Arrondissement : 7ème

Visiter ce sanctuaire des premiers temps chrétiens, l’un des mieux conservés en France, c’est évoquer les figures du martyr Victor et de ses compagnons, mais aussi celles de Lazare, le premier évêque de Marseille selon les traditions médiévales et de Marie-Madeleine, la sainte chère au cœur des Marseillais.

C’est également s’inscrire dans une tradition vivante encore aujourd’hui : celle qui rassemble les Marseillais autour de la Vierge noire de Notre-Dame de Confession, particulièrement lors des fêtes de la Chandeleur.

Cet enchevêtrement de chapelles pour certaines creusées directement dans la roche, aujourd’hui sous l’Abbaye Saint Victor, n’est que le résumé de l’histoire du site.

Pour le comprendre, il nous faut remonter dans le temps où la rive Nord du Lacydon (le Vieux Port) était occupée par une nécropole. En effet, dans l’antiquité, on n’enterrait pas les morts au sein de la ville qu’il ne fallait pas souiller.

L’église abbatiale est bâtie sur l’emplacement d’une ancienne carrière exploitée à l’époque hellénistique. La galerie à ciel ouvert atteignait sa plus grande profondeur à l’aplomb de l’actuelle chapelle Saint-André, située dans la crypte de l’abbaye sous la tour d’Isarn, où se trouve l’entrée actuelle.

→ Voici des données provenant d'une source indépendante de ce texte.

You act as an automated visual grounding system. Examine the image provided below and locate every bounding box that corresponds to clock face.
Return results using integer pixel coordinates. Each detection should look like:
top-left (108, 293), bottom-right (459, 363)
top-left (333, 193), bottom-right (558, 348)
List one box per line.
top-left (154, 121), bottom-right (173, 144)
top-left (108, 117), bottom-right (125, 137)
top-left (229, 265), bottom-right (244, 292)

Cet emplacement sert ensuite à l’époque grecque et romaine de lieu de sépultures s’étendant sur une zone assez vaste et devient le troisième lieu de sépultures de la ville, sur la rive sud du Vieux-Port. Le nom de la rue Sainte conserve le souvenir de cette implantation.

Sarcophage des compagnons de Saint-Maurice de la fin du IVe siècle

Chapelle Saint-Mauront,
y sont exposés les sarcophages des sept dormants, de saint Maurice, des compagnons de saint Maurice et celui de Julia Quintina.

Chapelle Isarn,
on y trouve la dalle funéraire de l’Abbé Isarn, fin du XIe siècle, Cette plaque funéraire fut travaillée dans le fond retaillé et régularisé d’une cuve de sarcophage antique. La dalle est constituée du réemploi d’un fond de sarcophage antique païen qui donne sa forme à l’objet.

Le sommet du corps et les pieds du défunt ont été représentés dans les deux demi-cercles extrêmes tandis que le reste du corps est caché par une inscription dont la disposition, en même temps que la forme littéraire, évoquent une inspiration paléochrétienne.

La qualité de la sculpture et de la graphie impliquent une réappropriation de la tradition de l’Antiquité tardive dans une période qui se situe à l’aube de la renaissance du XIIe siècle.

Chapelle de Notre-Dame de Confession,
Dans cette chapelle, la tombe de 2 martyrs, la statue de N.D. de Confession et le sarcophage de Saint Cassien.

Chapelle Saint-Lazare
Saint Victor, Saint Lazare et la Madeleine, un concentré des dévotions de Saint-Victor, dans cette chapelle, taillée dans le roc. Au moyen-âge, un lieu de culte est taillé dans la roche, dans lequel on célèbre la mémoire de saint Victor. 2 colonnes soutiennent la voute, dont l’une et surmontée d’un superbe visage dans laquelle les Marseillais ont vu une figuration de leur 1er évêque, saint Lazare.

Chapelle Saint-André
L’actuelle chapelle Saint-André se situe approximativement à l’entrée du site d’exploitation de la carrière dominant la rive sud du Lacydon occupée par un cimetière antique.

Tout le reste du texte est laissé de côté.